Individual stories will be told through a mixture of objects, costume, art, photography, film and oral history interviews. The exhibition also explores the impact of national events such as Section 28 (legislation which banned local authorities from producing and distributing material promoting homosexuality, or promoting the acceptability of homosexuality ‘as a pretended family relationship’), civil partnerships, marriage, age of consent equality, and equal adoption rights.

Director of the Museum of Liverpool, Janet Dugdale said: “Tales from the city explores important and largely untold Liverpool histories. It makes visible devastating cases of discrimination and prejudice but also celebrates the self-determination, resilience and creativity within Liverpool’s LGBT+ community, which we are very proud to share.

“50 years on from 1967 Sexual Offences Act, the exhibition offers a reflection on the progress that has been made, while also remembering the continuing campaign for full equality.”

Fi Kellet wears her Liverpool  Lesbian and Gay Pride 1991 t-shirt with pride: News From Nowhere Julie Callaghan
Fi Kellet wears her Liverpool Lesbian and Gay Pride 1991 t-shirt with pride: News From Nowhere Julie Callaghan

Exhibition highlights include:

♦  A collection of objects and interviews related to The Magic Clock; a pub  which was close to Liverpool’s Queen Square and part of an underground gay scene between 1940 and the 60s.

♦  Artworks such as Wheel of Fortune by Yankel Feather and drag queen portraits by Liverpool artist, Ben Youdan.

♦  An opportunity to watch and listen to the experiences of LGBT+ people living in the city. The voices span five decades and include a film of DJ Pete Price and Roger Merchant talking about gay aversion therapy.
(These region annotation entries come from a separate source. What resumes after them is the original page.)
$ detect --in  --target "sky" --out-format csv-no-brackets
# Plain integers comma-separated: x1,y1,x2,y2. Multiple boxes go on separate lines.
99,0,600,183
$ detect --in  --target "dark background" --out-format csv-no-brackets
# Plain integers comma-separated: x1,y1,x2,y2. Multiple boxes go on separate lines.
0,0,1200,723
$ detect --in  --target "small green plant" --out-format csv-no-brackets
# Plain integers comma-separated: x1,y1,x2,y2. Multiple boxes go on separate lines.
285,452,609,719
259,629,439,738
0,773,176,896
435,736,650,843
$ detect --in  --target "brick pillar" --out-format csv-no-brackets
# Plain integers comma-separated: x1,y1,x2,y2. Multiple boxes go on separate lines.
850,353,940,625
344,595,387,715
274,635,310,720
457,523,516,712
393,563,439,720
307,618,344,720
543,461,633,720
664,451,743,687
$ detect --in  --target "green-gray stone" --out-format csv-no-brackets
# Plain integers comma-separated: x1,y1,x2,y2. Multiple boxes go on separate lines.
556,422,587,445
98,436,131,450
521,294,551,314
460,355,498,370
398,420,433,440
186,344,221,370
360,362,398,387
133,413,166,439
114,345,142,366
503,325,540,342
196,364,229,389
Pete underwent it in mid 1960s, while  Roger, a gay man, was a nurse who assisted during therapy.

♦  Section 28 protest material from Liverpool’s LGBT+ community.

♦ Liverpool Pride material; including a flyer from Liverpool’s first Gay Pride Week in 1979, flyers from later Prides in the early 1990s and T-shirts, banners and promotional material from recent official Pride events in the 2000s.
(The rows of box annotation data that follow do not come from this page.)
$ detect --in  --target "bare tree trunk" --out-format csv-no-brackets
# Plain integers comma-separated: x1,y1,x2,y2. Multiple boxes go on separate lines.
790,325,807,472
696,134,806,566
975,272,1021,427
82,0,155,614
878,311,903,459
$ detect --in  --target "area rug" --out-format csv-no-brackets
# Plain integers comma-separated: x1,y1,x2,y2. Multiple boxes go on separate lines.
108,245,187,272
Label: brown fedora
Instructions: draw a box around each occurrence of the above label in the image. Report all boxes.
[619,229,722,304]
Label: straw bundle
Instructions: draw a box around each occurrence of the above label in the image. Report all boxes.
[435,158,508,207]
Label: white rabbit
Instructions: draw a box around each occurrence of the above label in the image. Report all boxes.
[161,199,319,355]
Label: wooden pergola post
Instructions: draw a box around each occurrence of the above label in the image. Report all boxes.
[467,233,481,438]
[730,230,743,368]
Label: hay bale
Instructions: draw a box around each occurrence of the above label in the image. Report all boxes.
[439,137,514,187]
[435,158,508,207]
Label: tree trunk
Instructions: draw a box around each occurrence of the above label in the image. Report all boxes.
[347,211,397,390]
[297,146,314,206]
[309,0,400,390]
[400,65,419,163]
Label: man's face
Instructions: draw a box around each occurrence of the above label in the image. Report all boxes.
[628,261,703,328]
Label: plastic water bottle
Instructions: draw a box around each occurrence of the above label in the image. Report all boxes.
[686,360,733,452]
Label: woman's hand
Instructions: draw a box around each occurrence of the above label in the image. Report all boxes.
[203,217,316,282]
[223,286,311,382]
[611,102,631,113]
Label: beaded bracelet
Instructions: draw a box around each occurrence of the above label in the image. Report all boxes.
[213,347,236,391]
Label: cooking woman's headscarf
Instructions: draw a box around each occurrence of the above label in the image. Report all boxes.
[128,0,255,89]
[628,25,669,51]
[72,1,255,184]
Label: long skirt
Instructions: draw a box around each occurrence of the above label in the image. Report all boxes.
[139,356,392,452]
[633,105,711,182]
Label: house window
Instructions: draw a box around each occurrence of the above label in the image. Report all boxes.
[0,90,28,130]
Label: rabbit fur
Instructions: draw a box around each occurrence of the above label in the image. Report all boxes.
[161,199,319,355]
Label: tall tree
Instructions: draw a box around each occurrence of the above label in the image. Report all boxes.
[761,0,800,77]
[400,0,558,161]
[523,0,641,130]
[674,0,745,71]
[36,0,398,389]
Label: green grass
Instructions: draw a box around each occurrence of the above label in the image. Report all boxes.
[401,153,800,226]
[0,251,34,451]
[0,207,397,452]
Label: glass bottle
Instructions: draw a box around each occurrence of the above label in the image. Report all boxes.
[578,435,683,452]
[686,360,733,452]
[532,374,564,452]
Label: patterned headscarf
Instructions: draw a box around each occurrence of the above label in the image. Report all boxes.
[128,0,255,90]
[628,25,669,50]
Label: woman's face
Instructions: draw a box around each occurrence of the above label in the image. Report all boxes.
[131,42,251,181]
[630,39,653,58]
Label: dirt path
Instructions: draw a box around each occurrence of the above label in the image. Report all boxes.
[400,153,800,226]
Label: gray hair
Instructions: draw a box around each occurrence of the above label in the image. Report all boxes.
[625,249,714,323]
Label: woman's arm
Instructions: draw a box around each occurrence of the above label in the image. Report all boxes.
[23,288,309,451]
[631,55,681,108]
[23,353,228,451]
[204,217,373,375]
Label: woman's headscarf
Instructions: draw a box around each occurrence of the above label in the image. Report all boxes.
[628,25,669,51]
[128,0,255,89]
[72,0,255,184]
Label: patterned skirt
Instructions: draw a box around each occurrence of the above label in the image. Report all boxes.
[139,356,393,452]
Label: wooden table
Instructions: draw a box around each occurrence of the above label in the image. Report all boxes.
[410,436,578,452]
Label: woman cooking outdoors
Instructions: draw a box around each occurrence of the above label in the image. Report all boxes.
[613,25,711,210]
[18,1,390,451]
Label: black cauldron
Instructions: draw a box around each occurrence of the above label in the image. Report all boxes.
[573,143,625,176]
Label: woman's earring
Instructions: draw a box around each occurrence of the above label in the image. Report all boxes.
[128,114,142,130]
♦  Order of service from the UK’s first same-sex civil partnership on religious premises at Ullet Road Unitarian Church, Liverpool.

♦ Brookside sign, accompanied by the story of the first pre-watershed lesbian kiss by writer, Shaun Duggan.

♦ A selection of costumes including Holly Johnson’s Vivienne Westwood suit, Lily Savage’s snow leopard outfit and local trans artist and activist, Sophie Green’s wedding dress.

Magic Clock Roe Street 1968:  Ainscough 1: Liverpool Record Office
Magic Clock Roe Street 1968: Ainscough 1: Liverpool Record Office

Homotopia Artistic Director, Gary Everett, said: “The criminalisation of male homosexuals is a deeply shameful period of our social and political history. The 50th anniversary of decriminalisation of homosexuality is a moment for both celebration and reflection.  

“The forthcoming Tales of the city exhibition is a timely and essential part of the anniversary celebrations and an opportunity to interrogate, reclaim and present our shared histories. The exhibition will further unlock creative energy, empowerment, and connectivity  excavating a hidden and marginalised Queer Liverpool.”

Tales from the city runs until late 2018.